Healthcare

The GOP’s New Health Care Plan is Not New At All

Written by SK Ashby

While I personally don't consider it to be very likely, there is a not-zero chance that Donald Trump's Supreme Court picks will finally manage to invalidate all of Obamacare -- something Republicans have tried and failed to do several times -- and in that chaotic event we're going to have to replace the law.

The Republican Study Group has released their so-called "plan" for replacing the law and it's literally the same tired shit they've been proposing for as long as I can remember.

From CNN:

It would create federally-funded, state-run insurance pools to cover people with high-cost illness.
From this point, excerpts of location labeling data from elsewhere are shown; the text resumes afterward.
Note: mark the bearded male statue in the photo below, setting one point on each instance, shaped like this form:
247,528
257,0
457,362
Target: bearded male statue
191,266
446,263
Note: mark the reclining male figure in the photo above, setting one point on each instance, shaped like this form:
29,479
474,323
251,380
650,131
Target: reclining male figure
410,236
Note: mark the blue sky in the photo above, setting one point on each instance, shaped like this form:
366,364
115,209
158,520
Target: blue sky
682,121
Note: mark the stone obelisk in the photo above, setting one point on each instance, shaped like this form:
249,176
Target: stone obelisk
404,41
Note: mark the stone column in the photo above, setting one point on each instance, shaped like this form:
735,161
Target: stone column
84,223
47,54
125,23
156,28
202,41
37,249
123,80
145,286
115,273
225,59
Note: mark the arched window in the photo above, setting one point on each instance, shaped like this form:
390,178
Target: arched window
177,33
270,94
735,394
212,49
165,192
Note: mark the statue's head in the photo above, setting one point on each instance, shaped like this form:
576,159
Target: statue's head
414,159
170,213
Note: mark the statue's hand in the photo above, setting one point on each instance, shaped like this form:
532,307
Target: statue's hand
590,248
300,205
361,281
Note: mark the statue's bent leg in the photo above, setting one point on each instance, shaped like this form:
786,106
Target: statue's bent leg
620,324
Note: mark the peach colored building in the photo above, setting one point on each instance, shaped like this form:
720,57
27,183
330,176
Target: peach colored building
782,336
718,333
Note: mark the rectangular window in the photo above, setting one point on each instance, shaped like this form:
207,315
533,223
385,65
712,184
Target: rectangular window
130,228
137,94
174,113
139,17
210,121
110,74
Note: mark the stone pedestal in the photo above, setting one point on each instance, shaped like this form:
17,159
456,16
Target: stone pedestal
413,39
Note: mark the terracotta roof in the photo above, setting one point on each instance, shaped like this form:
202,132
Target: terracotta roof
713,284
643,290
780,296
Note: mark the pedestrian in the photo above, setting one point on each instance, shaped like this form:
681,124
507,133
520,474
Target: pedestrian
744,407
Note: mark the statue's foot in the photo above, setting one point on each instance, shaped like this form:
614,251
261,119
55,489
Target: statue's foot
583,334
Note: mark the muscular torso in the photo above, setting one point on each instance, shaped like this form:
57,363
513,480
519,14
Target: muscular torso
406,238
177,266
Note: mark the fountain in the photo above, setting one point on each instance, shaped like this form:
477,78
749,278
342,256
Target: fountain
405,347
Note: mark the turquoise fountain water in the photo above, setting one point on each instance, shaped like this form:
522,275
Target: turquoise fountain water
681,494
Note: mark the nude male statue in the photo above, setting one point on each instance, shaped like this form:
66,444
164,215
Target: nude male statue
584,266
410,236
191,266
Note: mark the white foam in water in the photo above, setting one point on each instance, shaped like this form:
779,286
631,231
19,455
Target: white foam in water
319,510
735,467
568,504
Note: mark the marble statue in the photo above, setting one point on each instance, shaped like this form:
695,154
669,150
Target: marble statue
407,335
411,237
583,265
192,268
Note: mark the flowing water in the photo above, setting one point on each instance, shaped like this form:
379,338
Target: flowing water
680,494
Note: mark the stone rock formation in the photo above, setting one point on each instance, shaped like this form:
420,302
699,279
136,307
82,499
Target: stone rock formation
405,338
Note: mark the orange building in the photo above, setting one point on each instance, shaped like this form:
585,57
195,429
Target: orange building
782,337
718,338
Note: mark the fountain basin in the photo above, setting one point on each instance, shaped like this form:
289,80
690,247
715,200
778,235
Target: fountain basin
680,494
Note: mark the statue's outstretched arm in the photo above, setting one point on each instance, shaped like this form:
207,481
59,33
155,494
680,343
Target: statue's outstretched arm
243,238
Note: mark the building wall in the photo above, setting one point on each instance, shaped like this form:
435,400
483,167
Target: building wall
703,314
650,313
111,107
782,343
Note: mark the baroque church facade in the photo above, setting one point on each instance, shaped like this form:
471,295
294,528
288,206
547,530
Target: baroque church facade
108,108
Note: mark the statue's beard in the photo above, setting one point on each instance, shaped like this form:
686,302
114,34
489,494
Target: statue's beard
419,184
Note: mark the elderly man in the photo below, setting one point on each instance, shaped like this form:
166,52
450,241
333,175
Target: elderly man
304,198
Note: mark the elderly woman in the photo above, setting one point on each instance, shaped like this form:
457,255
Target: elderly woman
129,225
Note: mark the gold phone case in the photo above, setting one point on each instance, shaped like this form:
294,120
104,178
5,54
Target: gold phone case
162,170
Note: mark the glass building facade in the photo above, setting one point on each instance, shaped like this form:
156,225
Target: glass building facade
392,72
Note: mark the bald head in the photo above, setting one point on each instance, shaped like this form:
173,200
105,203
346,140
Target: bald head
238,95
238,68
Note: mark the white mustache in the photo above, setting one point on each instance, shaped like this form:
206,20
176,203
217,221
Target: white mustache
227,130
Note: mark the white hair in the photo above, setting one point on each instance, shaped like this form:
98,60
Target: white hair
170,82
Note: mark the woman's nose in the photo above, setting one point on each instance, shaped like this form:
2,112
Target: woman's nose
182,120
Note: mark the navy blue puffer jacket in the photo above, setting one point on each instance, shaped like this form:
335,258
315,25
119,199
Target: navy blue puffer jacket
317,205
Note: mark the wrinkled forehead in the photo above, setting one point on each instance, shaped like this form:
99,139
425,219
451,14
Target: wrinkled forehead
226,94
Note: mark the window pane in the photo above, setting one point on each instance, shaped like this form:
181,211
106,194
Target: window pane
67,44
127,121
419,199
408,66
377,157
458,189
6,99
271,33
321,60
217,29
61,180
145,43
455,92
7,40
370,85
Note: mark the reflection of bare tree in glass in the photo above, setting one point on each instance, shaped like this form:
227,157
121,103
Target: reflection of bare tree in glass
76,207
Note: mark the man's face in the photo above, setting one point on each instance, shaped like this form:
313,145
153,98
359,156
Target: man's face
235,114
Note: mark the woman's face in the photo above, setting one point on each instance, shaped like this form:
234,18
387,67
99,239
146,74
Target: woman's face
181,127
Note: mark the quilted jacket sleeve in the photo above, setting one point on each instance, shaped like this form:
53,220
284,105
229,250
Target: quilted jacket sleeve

For instance, states could establish high-risk pools, which existed before the Affordable Care Act with mixed levels of success, or institute reinsurance programs to stabilize the health care market.

And it pushes another favorite Republican measure: combining federal funding now used for Obamacare premium subsidies and Medicaid expansion into block grants given to states to help low-income Americans pay for their health care.

High-risk pools! Block grants! What is the definition of insanity?

In any case, we should all hope that Chief Justice John Roberts is feeling generous enough to save Obamacare again because, if he doesn't, this country is fucked. I cannot see our Republican-controlled Senate passing a new bill to protect people with pre-existing conditions given that the lawsuit challenging Obamacare in court right now is based on the idea that insurers shouldn't have to cover pre-existing conditions now that the individual mandate has been repealed.

Of course, Republicans are the ones who repealed the individual mandate and they're also behind the lawsuit to invalidate Obamacare without the individual mandate.

They really want you dead.

Former House Speaker Paul Ryan called for converting Medicaid into block grants in 2011 when he became the chairman of the House Budget Committee and Republicans are still wed to the idea in late 2019.